The title of this post are the actual words I put into google this morning while searching. I cannot describe for you the longings of my heart any more than I could draw for you the Eifle Tower. My skills just aren't that adept.
The best description I can give you of myself right now is 'unsettled'. Every now and then there comes a period where I'll struggle against God. My actions are no more sophisticated than those of my foster child screaming and stomping his feet. I adamantly begin clamoring for Gods attention and will be entirely unsatisfied until I get it. That is where I've found myself the last several days, and how I ended up googling 'pursuing God'.
"The Christian Lifestyle" This link takes you to one of the results I ended up at this morning. The entire page is long, but -- to me -- well worth reading. Here are just a few snippets that I found some meat in.

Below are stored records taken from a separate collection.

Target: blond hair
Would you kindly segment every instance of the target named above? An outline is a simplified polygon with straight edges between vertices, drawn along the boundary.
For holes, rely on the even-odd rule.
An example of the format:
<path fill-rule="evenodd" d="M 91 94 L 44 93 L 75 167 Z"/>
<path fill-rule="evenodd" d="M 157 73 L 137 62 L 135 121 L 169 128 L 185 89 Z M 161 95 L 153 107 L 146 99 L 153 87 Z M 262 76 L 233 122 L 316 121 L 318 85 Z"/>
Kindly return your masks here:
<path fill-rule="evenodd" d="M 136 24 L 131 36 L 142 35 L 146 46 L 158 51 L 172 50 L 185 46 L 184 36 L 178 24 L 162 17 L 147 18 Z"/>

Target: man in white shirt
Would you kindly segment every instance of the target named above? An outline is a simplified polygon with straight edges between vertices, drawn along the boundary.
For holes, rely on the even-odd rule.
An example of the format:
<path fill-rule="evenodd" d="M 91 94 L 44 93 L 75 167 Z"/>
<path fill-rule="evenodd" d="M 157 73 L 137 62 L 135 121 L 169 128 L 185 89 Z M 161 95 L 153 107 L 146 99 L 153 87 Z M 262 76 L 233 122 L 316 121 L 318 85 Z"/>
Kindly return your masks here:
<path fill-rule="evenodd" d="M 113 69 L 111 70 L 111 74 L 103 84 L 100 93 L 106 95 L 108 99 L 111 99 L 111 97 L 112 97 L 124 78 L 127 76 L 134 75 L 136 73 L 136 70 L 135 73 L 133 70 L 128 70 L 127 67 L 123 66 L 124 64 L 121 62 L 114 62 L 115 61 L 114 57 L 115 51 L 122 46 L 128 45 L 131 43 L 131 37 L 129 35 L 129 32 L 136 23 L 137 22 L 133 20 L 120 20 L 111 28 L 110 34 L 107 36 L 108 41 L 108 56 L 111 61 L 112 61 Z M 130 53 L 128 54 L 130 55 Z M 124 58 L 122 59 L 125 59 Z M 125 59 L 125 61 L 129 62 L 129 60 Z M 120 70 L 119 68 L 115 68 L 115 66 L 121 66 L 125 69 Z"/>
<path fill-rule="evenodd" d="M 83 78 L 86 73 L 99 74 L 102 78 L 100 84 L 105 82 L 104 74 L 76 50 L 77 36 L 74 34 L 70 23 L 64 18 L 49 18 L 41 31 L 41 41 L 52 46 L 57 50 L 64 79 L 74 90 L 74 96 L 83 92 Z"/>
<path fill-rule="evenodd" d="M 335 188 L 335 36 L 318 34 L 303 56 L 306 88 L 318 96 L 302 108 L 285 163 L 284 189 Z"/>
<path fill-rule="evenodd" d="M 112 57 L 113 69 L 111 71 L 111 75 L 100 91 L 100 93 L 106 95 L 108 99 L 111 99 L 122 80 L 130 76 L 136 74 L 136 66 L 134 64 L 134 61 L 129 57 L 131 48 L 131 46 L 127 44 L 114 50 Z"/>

"Draw nigh to God, and he will draw nigh to you. Cleanse your hands, ye sinners; and purify your hearts, ye double minded."James 4:8
...However we must ever keep in mind that "we pursue God because, and only because, He has first put an urge within us that spurs us to the pursuit" (A. W. Tozer). "The impulse to pursue God originates with God, but the outworking of that impulse is our following hard after Him. All the time we are pursuing Him we are already in His hand" (A. W. T.).
Psalm 84:2 says, "My soul longeth, yea, even fainteth for the courts of the LORD: my heart and my flesh crieth out for the living God." Our pursuit of God is created by our hunger for righteousness. For those that drink deeply from the well of righteousness there is a longing for God that produces a healthy heart relationship with the Lord. Our heart is not painfully unsatisfied, but rather has found the source by which nothing else could supply its needs.
It is a great privilege for Christians in that they may "draw near" unto God as accepted worshippers. It is both an act of the mind and heart whereby the soul is under the sweet influence of the Spirit and it irresistibly turns to God in Christ as its only center and rest (A. W. T.). "There is, therefore, no condition of heart more to be sought after than this desire to draw nigh to God, since his law or requirement is that we furnish this evidence of a genuine longing for the special blessings He desires to give us. This being true, we must agree that the highest state is one of hunger and thirst, intense desire for more life, more holiness, more power, closer communion with God, more of the divine likeness in the soul" (J.J. Blackburn). Psalm 63:1-4 says, "1 O God, thou art my God; early will I seek thee: my soul thirsteth for thee, my flesh longeth for thee in a dry and thirsty land, where no water is; 2 To see thy power and thy glory, so as I have seen thee in the sanctuary. 3 Because thy lovingkindness is better than life, my lips shall praise thee. 4 Thus will I bless thee while I live: I will lift up my hands in thy name." Here the Psalmist indicates that he is not able to do without God. His greatest desire is to seek out the hungering and thirsting that he has for the mere pleasure of looking upon Christ. It is with the whole of the soul that he seeks God; it is his wish to seek God in such a manner as a merchant would seek that which is most precious to his trade and profit. Such should be our desire to draw nigh unto God. With our every effort we should seek that close and intimate relationship that would fulfill the desires of our soul. We should seek to gaze upon that which is holy, to run headlong with blind desire into the arms of our loving Father.
...God then is the strength of our soul; He is our sufficiency; we then believe that we are not self-sufficient in the changing of the heart; we cannot on our own come to a self-resolution; we cannot institute the change without the power of God. He works in us both to will and to do, and that of His good pleasure. In our pursuit of God we grow close to Him, we become more holy, and in the process, our definition, understanding, and application of the divine law so conditions the soul that we operate according to a "pure conscience."